UN: Albania must 'turn page' on communist-era disappearances

Houria Es-Slami, head of the United Nations Working Group of the Enforced or Involuntary Disappearances, speaks during a news conference in Tirana, Monday, Dec. 12, 2016. U.N. human rights officials have called on Albanian authorities to provide more reparations to families of around 6,000 people who disappeared during the former communist regime. (AP Photo Hektor Pustina)

TIRANA, Albania (AP) — U.N. human rights officials have called on Albanian authorities to provide more reparations to families of around 6,000 people who disappeared during the former communist regime.

Houria Es-Slami led the U.N. Working Group of the Enforced or Involuntary Disappearances, which ended a weeklong visit to the country on Monday. She said that Albania needs to "turn the painful page of the past."

"All victims of enforced disappearances and their relatives have the right to full reparation, which includes compensation, satisfaction, restitution, rehabilitation and guarantees of non-repetition," a preliminary report said.

Disappearances carried out by the communist regime occurred from 1944, when it came to power after World War II, until it fell in 1990 after a students' protest.

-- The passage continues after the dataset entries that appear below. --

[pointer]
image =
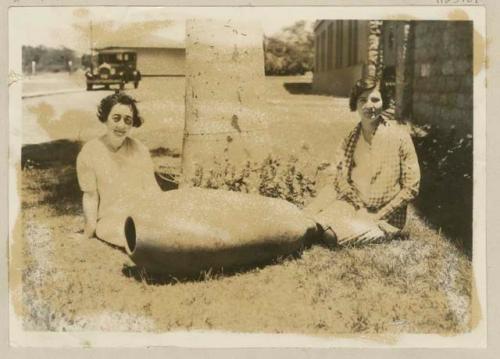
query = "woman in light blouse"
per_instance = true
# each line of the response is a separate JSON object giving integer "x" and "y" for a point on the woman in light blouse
{"x": 114, "y": 170}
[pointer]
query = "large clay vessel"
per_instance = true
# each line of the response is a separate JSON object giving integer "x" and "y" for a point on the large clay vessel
{"x": 183, "y": 232}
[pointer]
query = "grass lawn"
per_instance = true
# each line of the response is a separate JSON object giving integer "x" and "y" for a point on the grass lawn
{"x": 418, "y": 285}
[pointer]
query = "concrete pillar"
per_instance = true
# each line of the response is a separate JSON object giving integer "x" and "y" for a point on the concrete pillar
{"x": 374, "y": 49}
{"x": 225, "y": 119}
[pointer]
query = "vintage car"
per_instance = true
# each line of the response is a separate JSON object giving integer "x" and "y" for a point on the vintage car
{"x": 114, "y": 67}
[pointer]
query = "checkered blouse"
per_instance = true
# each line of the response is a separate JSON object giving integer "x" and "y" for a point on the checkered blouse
{"x": 395, "y": 173}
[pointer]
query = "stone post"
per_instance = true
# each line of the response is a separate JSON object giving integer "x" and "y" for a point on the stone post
{"x": 374, "y": 49}
{"x": 403, "y": 70}
{"x": 225, "y": 119}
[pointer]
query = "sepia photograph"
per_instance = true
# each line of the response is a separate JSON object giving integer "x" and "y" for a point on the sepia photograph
{"x": 303, "y": 173}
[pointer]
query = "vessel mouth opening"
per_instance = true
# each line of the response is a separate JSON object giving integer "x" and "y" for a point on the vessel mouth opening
{"x": 130, "y": 235}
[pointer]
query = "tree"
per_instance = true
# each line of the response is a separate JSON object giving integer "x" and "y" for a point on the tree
{"x": 290, "y": 52}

During communist rule, about 6,000 people were killed, 34,000 imprisoned and more than 50,000 sent to isolated internment camps.

"No case of enforced disappearance committed during those years has ever reached the Albanian courts," the U.N. report said. That happened because of a lack of initiative from prosecutors, relatives being unaware of how to file judicial complaints as well as distrust in legal institutions, it said.

U.N. officials say that Albania, which ratified an international convention on enforced disappearances in 2007, should "take a more comprehensive approach" to give the victims and their families the right to truth, justice, reparation and memory.

Albania's post-communist governments haven't sponsored any memorial to them despite the existence of a number of labor camps, prisons and at least 29 suspected burial sites, according to the findings.

Only last month, the government opened a former top-secret nuclear bunker as a museum to show how communist-era police persecuted the regime's opponents.

The victims or their families must go to at least five public institutions for documentation to claim reparations, the U.N. experts said. They said the process is complicated and a waste of time for the victims, and the government should do it instead.

The U.N. experts recommended "a national public debate on the legacy of the communist past and how to collectively overcome its painful consequences" and a one-stop shop approach for their reparations.